Introducing obsessive notifications

Monitoring IT infrastructure using multiple Nagios instances requires a way to send information from slave servers to one or more master servers. This can be done as event handlers that are triggered when a service or a host state changes, however, this has a huge drawback: it necessitates the setup of an event handler for each object. Another disadvantage is that the event handlers are only triggered on actual changes and not after each test is done.

Nagios offers another way to do this through obsessive notifications. These provide a mechanism to run commands when a host or service status is received, regardless of whether it is a passive or an active check result. The mechanism is also set up across the system, which means that the object definitions do not need to be changed in any way for Nagios to send information about their status changes.

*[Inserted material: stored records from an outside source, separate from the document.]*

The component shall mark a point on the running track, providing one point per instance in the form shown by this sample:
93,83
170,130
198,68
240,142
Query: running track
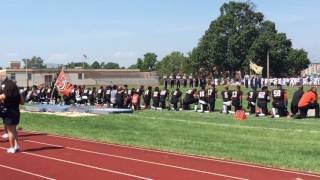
52,157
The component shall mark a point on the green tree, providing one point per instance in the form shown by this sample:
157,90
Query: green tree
95,65
149,62
112,65
298,58
34,62
176,62
241,34
77,65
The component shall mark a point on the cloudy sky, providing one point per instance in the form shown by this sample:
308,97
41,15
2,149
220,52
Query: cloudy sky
61,31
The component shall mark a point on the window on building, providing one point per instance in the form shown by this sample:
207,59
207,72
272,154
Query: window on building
29,76
13,76
79,75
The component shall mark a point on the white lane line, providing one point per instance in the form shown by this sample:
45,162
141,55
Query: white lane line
85,165
26,172
183,155
139,160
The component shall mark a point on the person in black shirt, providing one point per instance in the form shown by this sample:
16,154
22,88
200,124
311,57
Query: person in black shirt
11,98
99,96
237,99
156,97
163,98
190,98
175,98
226,96
212,95
263,99
107,95
278,103
147,97
119,98
203,99
295,100
252,98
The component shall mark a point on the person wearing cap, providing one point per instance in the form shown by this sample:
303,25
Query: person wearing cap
278,103
309,100
11,98
295,100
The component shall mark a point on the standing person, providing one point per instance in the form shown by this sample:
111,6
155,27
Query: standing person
278,103
163,98
263,99
184,79
295,100
172,81
175,98
11,99
309,100
212,95
178,80
203,99
237,99
190,81
252,98
165,81
147,97
156,97
226,96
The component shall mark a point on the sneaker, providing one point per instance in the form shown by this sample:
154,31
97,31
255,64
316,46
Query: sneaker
11,150
17,148
5,136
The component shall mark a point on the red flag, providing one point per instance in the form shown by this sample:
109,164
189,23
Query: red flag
64,87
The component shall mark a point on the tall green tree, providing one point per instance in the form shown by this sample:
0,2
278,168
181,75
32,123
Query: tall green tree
95,65
148,62
298,58
176,62
34,62
112,65
241,34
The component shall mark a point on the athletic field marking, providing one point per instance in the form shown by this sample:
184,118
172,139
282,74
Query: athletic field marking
85,165
26,172
139,160
224,125
182,155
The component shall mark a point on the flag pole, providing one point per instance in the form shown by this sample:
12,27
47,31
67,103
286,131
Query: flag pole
268,64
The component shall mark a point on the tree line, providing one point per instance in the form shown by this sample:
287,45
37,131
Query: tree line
239,35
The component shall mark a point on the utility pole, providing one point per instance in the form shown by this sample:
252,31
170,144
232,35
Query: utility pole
268,64
27,77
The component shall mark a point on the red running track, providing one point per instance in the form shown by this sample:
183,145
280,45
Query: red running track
51,157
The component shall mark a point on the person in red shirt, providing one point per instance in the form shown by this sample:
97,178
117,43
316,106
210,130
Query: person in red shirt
309,100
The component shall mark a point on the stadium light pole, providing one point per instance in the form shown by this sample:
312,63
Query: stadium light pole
27,78
268,64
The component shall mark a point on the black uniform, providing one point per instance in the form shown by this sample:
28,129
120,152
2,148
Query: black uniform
252,99
204,99
211,98
279,101
263,99
189,99
295,101
175,98
147,98
163,98
156,98
236,100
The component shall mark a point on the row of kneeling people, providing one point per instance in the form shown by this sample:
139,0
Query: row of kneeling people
204,100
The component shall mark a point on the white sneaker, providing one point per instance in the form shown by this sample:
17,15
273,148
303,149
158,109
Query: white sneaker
17,148
11,150
5,136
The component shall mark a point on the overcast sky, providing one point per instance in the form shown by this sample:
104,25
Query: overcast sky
61,31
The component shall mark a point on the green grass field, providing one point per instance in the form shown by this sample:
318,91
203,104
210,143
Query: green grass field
285,143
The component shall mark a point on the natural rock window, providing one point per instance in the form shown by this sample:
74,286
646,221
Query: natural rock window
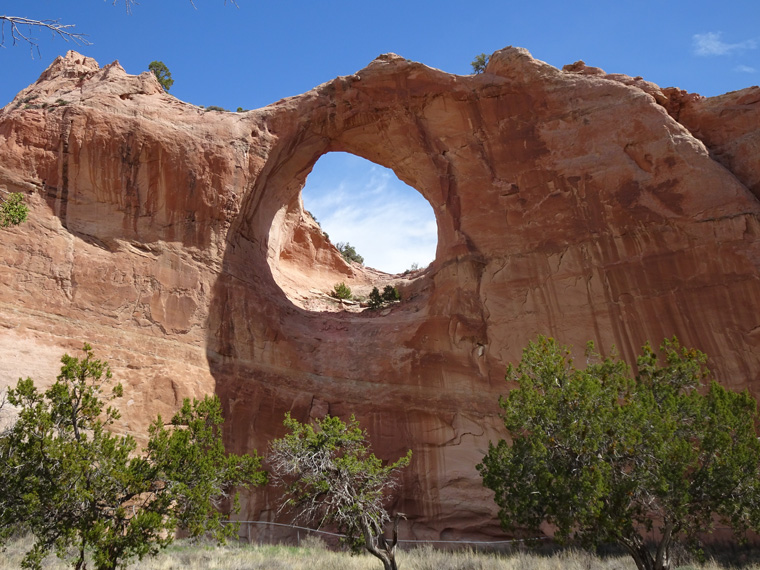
347,199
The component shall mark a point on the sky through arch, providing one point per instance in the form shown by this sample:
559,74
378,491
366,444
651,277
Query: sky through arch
356,201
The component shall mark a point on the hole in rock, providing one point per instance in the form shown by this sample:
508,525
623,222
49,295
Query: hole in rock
349,200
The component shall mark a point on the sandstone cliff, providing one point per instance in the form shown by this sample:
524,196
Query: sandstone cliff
569,202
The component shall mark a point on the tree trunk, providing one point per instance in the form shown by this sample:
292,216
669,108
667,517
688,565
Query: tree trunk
380,547
643,558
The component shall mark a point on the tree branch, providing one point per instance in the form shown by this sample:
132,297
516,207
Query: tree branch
18,24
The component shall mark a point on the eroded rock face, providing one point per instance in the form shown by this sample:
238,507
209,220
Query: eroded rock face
571,203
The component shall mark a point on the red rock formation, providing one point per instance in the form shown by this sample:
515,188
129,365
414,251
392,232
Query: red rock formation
571,203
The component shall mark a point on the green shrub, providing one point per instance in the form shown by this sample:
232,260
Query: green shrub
390,294
349,253
479,63
162,73
375,299
341,291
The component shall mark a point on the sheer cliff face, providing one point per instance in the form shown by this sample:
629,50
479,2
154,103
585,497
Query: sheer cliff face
570,203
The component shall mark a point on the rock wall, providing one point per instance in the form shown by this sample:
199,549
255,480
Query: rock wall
569,202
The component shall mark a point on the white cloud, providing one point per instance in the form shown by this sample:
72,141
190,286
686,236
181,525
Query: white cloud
390,224
710,43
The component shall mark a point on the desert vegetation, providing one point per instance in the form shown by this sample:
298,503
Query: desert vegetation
86,493
313,555
607,456
645,462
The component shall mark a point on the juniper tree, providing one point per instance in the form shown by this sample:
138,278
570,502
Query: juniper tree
606,456
86,492
330,477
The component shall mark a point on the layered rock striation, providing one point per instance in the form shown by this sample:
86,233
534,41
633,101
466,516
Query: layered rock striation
569,202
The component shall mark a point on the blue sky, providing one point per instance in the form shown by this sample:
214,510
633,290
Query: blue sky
261,51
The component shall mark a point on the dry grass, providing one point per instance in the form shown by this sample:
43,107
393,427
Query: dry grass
314,556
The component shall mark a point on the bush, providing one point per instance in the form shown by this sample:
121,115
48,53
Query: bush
479,63
330,476
391,294
162,73
607,457
13,211
349,253
341,291
78,487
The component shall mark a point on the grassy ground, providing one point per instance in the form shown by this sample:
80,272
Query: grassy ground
314,556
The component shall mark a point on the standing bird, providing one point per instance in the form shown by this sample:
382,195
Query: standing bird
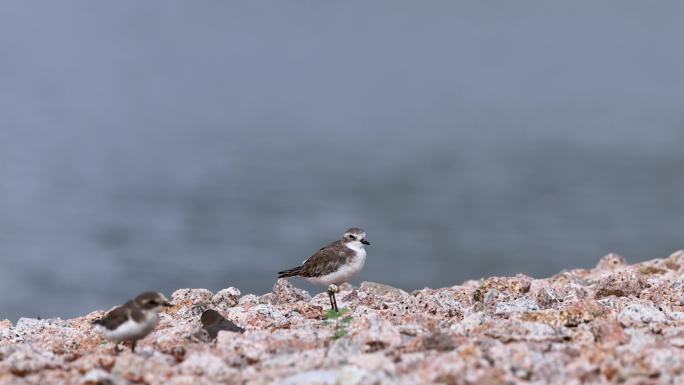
333,264
133,320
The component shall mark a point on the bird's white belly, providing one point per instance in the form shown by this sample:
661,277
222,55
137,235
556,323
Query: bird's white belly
344,273
131,330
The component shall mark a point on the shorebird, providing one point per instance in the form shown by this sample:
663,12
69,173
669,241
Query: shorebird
213,322
133,320
333,264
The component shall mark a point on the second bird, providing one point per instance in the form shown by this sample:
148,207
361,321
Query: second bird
333,264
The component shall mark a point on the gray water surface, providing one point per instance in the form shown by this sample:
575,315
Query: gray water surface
164,145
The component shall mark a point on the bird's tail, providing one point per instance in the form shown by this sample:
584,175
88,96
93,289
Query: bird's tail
293,272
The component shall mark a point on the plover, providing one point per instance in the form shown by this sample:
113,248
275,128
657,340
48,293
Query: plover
133,320
213,322
333,264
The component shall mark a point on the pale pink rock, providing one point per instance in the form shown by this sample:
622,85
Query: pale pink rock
616,323
226,298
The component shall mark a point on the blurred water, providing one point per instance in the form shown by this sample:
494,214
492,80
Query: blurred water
148,147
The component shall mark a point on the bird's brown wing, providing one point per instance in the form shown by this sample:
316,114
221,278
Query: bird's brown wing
325,261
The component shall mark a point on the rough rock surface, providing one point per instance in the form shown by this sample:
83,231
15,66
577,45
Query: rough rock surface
617,323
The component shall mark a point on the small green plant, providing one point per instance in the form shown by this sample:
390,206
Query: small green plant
340,320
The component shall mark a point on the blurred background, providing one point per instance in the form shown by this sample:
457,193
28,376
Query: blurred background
163,145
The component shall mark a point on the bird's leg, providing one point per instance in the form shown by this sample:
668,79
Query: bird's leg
332,289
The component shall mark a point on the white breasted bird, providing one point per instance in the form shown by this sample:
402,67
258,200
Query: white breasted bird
333,264
133,320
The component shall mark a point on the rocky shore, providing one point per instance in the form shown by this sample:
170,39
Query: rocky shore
616,323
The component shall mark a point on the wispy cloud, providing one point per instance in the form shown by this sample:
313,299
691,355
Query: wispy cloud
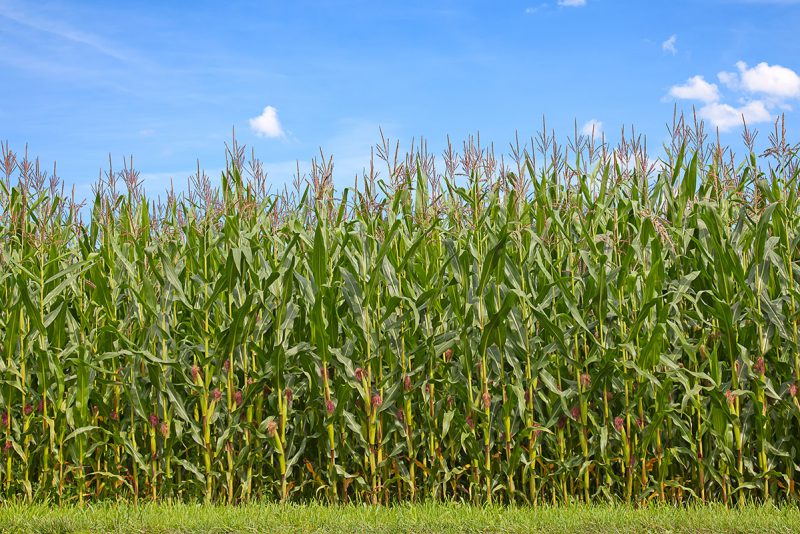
758,90
63,32
592,127
532,10
670,45
267,124
726,117
773,81
695,88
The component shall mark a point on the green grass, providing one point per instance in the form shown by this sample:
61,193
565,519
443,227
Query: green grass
405,518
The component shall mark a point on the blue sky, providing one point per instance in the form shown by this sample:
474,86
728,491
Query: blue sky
167,81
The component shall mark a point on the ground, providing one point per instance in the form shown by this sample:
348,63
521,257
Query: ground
418,518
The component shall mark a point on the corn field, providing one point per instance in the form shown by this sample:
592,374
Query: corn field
568,321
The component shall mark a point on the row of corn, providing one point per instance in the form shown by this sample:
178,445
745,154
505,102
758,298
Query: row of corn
577,324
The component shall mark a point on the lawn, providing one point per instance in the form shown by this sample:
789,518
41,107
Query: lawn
403,518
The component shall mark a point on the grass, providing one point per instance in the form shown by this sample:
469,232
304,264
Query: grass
166,517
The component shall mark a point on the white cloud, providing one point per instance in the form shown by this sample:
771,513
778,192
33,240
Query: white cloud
726,117
771,80
669,45
267,124
592,126
696,88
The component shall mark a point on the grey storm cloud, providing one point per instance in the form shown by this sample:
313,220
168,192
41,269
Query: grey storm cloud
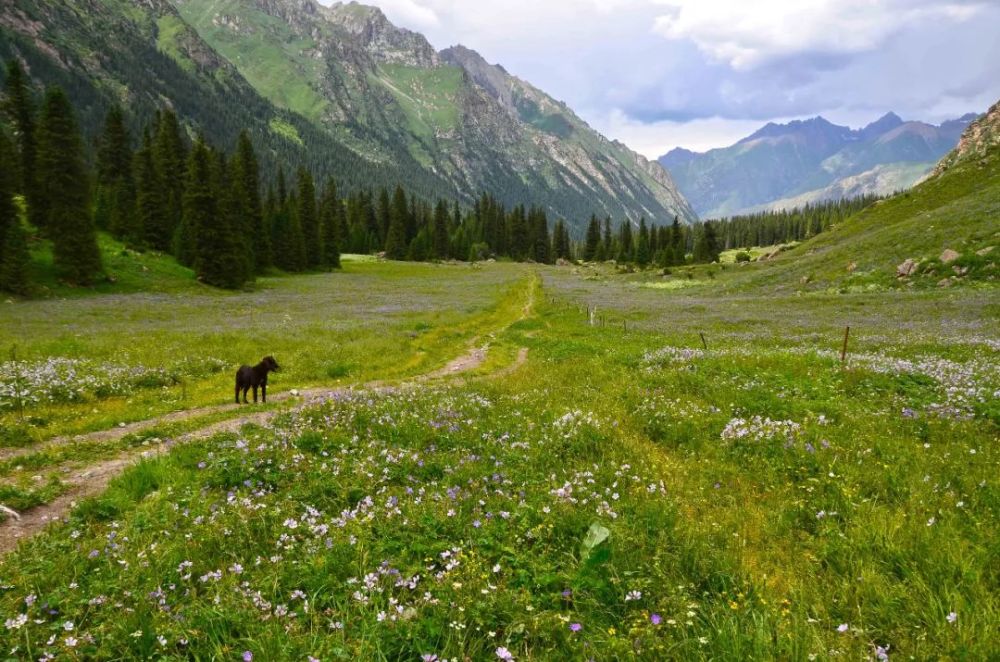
630,66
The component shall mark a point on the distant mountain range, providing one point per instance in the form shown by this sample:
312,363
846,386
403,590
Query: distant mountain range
341,90
782,166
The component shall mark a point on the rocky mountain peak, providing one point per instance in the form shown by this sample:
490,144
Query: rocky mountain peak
492,78
886,123
979,137
378,37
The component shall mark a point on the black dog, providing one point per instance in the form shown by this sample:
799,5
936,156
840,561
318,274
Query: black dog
247,378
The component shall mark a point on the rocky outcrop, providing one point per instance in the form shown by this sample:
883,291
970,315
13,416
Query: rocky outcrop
979,138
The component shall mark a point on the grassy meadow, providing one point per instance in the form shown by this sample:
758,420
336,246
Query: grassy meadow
625,493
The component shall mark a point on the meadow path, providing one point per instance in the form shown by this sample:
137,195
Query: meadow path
93,479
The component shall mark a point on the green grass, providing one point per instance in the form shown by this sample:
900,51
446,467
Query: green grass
371,320
599,485
272,58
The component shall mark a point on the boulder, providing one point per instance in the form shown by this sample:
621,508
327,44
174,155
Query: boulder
906,268
949,256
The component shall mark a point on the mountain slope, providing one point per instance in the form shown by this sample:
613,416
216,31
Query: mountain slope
142,55
957,208
376,87
784,165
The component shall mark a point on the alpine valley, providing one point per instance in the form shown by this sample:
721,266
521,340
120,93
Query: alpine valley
341,90
784,166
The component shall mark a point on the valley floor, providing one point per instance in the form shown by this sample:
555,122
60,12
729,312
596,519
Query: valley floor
554,463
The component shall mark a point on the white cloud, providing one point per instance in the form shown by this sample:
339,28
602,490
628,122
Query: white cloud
654,139
747,34
728,66
411,13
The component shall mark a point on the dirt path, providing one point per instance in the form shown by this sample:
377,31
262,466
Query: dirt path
92,480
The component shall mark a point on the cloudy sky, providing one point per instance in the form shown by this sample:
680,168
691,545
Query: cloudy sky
658,74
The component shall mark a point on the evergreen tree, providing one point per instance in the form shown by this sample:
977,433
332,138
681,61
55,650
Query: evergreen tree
642,253
517,224
592,247
8,184
246,182
20,110
331,213
13,243
395,241
677,244
626,250
706,248
383,215
606,252
440,242
115,194
62,178
150,202
209,204
538,225
170,159
309,219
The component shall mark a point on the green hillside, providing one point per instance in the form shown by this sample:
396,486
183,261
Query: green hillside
957,210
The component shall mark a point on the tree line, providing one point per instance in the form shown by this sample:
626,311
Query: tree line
768,228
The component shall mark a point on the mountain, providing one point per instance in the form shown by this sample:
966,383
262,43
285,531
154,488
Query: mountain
785,165
956,208
342,90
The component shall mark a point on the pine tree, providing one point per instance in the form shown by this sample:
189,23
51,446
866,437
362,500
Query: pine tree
115,195
62,179
246,182
677,244
626,249
13,243
642,252
593,244
309,219
706,248
606,252
150,203
395,241
220,259
331,213
8,184
170,159
19,109
440,241
538,226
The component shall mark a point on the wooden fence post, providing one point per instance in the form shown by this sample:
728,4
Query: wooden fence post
843,352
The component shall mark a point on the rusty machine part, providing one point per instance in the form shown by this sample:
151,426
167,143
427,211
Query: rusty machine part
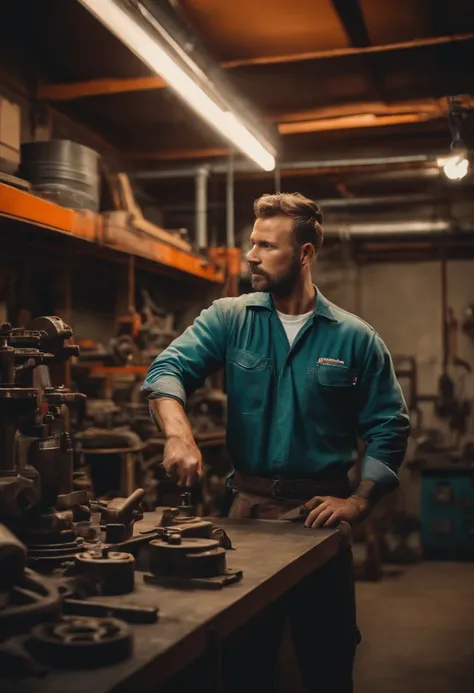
190,561
113,570
78,642
31,600
37,500
184,519
120,517
12,558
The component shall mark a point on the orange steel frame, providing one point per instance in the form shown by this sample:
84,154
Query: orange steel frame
87,226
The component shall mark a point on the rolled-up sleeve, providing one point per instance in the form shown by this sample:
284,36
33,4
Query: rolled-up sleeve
383,422
183,366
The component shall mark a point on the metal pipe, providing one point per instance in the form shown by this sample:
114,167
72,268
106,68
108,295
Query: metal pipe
331,203
247,167
201,176
277,178
230,206
388,228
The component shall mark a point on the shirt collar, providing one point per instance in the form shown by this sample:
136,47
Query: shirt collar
323,307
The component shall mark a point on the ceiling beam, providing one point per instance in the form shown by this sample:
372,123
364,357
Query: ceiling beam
347,117
343,52
103,87
439,106
97,87
367,120
353,21
175,154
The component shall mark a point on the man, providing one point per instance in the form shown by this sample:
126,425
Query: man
305,381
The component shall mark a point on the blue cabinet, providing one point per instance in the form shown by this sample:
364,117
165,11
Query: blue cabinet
447,513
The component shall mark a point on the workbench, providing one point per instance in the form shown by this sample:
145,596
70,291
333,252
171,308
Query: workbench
273,555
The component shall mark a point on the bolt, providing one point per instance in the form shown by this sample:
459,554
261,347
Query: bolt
186,498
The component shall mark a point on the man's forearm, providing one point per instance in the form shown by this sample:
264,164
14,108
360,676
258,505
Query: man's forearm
171,417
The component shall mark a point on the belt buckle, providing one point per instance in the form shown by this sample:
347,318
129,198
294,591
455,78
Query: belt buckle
275,485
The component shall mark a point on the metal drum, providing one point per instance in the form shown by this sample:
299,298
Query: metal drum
64,172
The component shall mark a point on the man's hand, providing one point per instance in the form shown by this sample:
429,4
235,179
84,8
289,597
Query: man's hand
181,455
327,511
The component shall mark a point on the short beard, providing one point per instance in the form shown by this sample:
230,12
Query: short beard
283,285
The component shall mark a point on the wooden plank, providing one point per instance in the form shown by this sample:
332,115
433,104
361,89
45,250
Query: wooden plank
118,222
88,226
368,120
274,556
97,87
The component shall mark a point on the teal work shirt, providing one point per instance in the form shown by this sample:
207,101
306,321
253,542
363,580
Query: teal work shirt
293,412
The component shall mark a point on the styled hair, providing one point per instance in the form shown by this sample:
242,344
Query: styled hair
306,215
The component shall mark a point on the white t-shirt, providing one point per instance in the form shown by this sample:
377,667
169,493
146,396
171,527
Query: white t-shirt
292,324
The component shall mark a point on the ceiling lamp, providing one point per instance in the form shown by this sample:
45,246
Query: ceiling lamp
455,167
150,50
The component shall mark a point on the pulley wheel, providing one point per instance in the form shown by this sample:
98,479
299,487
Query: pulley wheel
114,570
77,642
192,557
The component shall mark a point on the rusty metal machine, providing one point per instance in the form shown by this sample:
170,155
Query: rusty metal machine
37,499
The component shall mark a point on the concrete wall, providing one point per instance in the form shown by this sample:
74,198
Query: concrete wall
403,302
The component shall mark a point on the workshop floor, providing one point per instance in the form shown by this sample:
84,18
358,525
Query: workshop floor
418,631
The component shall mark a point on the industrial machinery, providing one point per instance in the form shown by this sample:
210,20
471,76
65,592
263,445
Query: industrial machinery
38,501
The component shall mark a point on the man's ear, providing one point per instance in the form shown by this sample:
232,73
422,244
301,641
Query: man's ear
307,253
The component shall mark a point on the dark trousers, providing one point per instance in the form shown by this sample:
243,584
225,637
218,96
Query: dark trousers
319,614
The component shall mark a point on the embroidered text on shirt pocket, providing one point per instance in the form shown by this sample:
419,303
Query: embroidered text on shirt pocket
331,396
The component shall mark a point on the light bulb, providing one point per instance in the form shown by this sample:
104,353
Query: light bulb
454,167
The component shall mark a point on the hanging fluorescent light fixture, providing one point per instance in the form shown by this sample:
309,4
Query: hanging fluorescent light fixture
149,50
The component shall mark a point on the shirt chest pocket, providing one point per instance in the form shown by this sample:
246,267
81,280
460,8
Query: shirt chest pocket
331,397
248,381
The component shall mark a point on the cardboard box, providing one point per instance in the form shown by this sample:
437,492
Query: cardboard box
9,134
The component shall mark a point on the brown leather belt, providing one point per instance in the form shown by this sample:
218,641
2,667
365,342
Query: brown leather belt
294,489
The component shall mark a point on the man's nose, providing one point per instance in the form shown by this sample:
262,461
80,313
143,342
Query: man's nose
253,257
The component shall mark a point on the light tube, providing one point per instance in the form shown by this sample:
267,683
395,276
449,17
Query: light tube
148,49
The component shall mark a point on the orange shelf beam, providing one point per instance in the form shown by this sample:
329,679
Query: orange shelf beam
87,226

Setting up obsessive notifications requires a couple of changes in your configuration. The first one is to define a command that will be run for each notification. An example of this is shown as follows:

define command

{

command_name send-ocsp

command_line $USER1$/send-ocsp 192.168.1.4 $SERVICESTATE$

$HOSTNAME$ '$SERVICEDESC$' '$SERVICEOUTPUT$'

}

The code needs to be entered in a single line in your configuration file. Also, put the actual IP address of the central Nagios server instead of 192.168.1.4 in the preceding example.

We now need to write commands that simply pass the results to the other server over NSCA.

A sample script is as follows:

#!/bin/sh

# args: nsca-server status hostname svcname output

# map status to return code

RC=-1

case "$2" in

OK)

RC=0

;;

WARNING)

RC=1

;;

CRITICAL)

RC=2

;;

esac

echo -e "$3\t$4\t$RC\t$5" | /opt/nagios/bin/send_nsca \

-H $1 -c /etc/nagios/send_nsca.cfg

exit 0

The script first converts the status from text (OK, WARNING, or CRITICAL) to exit codes. It then passes the hostname, service name, exit code, and output from the check to the send_nsca command that sends it to Nagios. The name of the host to send it to is passed as the first argument.The next step is to enable obsessive notifications for services and set up the correct commands to be run in the main Nagios configuration file.

The following are the required parameters along with the sample values that should be set in the main Nagios configuration file (nagios.cfg):

obsess_over_services=1

ocsp_command=send-ocsp

The command name should match the name in the command definition.

That's it! After reloading your Nagios configuration, the send-ocsp script will be run every time a check result comes in.

Configuring Nagios to send host status information is very similar to setting up a service status to be sent. The first thing to do is set up the command that will be run for each notification, which is as follows:

define command

{

command_name send-ochp

command_line $USER1$/send-ochp 192.168.1.4 $HOSTSTATE$ $HOSTNAME$ '$HOSTOUTPUT$'

}

Please note that the command_line directive in the preceding example needs to be specified in a single line.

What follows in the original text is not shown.